- Top of page
A fundamental question in ecology is how are species added to the phenotypic or functional trait space when one moves from a species poor to species rich assemblage. Specifically, the functional volume of an assemblage can expand and/or be packed more tightly to accommodate an increasing number of species. Quantifying the packing and filling of trait space therefore provides critical information regarding the generation of species richness gradients, but it is also informative for our understanding of community assembly as the functional volume is expected to be constrained by abiotic factors while the degree of the packing of the volume should be limited by biotic interactions. In this investigation we quantify the packing and filling of trait volumes in tree assemblages in eastern North America. We demonstrate that both the functional volume and the degree of packing both increase with increasing species richness. However, the increase in the functional volume is less than expected suggesting that the overall functional space is constrained. We then show that null models that incorporate a functional volume constraint uncover a greater degree of separation in trait space than expected suggesting the importance of biotic interactions within an abiotically defined functional volume.

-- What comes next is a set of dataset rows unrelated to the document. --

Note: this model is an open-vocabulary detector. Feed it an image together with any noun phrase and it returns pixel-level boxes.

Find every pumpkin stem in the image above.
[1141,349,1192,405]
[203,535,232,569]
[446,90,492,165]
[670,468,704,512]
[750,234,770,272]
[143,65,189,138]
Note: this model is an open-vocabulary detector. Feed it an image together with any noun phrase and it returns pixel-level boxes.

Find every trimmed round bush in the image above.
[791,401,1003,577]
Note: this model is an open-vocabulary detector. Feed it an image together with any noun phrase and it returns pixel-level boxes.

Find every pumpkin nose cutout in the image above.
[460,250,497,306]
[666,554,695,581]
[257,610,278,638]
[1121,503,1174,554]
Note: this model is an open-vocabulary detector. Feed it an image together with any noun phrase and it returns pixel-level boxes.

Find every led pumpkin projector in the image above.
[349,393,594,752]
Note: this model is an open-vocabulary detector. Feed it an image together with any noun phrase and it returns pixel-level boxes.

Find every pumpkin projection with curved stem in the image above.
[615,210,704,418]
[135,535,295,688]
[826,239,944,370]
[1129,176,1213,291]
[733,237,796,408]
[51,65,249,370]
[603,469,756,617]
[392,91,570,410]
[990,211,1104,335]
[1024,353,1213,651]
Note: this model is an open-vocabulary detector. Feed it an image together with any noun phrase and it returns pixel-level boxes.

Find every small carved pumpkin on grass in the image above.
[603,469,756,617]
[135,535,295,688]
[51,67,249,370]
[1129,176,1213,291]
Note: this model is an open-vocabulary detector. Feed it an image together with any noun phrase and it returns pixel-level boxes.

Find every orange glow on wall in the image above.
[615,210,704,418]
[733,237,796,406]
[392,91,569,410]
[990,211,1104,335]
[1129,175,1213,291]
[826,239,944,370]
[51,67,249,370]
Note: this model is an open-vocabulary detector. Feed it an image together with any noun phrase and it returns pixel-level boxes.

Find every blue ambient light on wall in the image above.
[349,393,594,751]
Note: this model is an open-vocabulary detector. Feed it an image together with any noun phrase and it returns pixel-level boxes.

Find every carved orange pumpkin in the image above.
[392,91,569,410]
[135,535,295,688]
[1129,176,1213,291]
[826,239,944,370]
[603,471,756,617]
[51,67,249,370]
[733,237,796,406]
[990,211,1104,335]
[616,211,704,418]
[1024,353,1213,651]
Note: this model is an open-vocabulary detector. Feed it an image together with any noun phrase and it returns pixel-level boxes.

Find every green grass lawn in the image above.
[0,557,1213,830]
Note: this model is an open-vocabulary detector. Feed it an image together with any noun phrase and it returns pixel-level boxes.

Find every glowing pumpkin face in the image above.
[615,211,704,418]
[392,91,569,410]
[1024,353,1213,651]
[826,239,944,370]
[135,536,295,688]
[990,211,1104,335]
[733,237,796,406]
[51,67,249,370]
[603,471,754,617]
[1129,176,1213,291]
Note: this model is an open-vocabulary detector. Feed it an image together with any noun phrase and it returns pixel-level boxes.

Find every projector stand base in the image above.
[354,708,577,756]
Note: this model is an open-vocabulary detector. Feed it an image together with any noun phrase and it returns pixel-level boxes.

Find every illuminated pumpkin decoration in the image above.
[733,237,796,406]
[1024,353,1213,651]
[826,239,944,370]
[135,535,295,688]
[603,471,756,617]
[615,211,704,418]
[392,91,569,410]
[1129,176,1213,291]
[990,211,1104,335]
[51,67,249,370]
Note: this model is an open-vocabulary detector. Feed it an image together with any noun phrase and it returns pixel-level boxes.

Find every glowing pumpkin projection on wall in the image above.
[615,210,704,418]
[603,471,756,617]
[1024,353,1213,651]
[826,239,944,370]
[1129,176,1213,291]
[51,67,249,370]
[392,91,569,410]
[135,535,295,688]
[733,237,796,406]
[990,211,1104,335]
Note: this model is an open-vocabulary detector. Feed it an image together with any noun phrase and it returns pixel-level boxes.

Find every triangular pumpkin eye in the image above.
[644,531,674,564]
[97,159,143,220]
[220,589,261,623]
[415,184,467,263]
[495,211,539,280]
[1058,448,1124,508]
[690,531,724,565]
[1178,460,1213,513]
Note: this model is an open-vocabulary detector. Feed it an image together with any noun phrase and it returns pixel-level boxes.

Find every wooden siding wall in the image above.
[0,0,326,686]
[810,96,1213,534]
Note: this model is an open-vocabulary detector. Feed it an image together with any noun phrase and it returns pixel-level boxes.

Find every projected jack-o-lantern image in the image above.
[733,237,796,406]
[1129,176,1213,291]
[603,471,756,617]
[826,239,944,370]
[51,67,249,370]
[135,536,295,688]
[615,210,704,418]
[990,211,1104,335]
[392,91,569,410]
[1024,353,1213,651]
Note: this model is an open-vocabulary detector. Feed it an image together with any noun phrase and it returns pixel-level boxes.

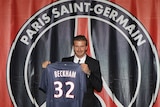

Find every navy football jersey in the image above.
[40,62,86,107]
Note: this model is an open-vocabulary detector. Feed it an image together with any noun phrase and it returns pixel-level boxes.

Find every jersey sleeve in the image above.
[39,68,48,93]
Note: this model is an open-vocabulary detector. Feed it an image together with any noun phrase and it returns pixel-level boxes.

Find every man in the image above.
[42,35,102,107]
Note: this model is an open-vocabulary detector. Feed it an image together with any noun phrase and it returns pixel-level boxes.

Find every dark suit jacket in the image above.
[62,56,102,107]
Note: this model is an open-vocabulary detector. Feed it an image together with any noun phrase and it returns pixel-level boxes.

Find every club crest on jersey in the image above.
[7,0,159,107]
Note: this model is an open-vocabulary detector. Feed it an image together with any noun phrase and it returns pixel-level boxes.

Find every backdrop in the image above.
[0,0,160,107]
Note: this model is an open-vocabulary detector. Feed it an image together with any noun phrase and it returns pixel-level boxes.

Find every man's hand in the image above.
[81,64,91,75]
[42,61,51,68]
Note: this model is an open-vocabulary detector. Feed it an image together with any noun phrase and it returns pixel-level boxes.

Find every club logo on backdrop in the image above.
[7,0,159,107]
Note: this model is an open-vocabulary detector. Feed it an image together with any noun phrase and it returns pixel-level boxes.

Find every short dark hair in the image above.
[73,35,88,46]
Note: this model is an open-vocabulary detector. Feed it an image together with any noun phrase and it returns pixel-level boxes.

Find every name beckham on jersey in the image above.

The spatial distribution of biotic diversity is a frequent topic of study for ecology and evolutionary biology. Much of this research focuses on how species richness, the number of species counted at a place, is correlated with other variables. A common approach is to regress species richness on climatic variables to infer whether present day climatic gradients might explain the distribution of species richness (Currie 1991, O'Brien 1998). Less common is research that focuses on deeper dimensions of biodiversity such as the attributes of the species counted at a place. The majority of the hypotheses that attempt to explain species richness gradients explicitly or implicitly invoke distributions of the phylogenetic, functional and genetic dimensions of biodiversity. Therefore, it may be best to take our eyes off of gradients in species richness per se and focus on gradients in phylogenetic, functional and genetic diversity in order to understand the underlying processes that generate and maintain species richness gradients (Swenson 2011, 2013).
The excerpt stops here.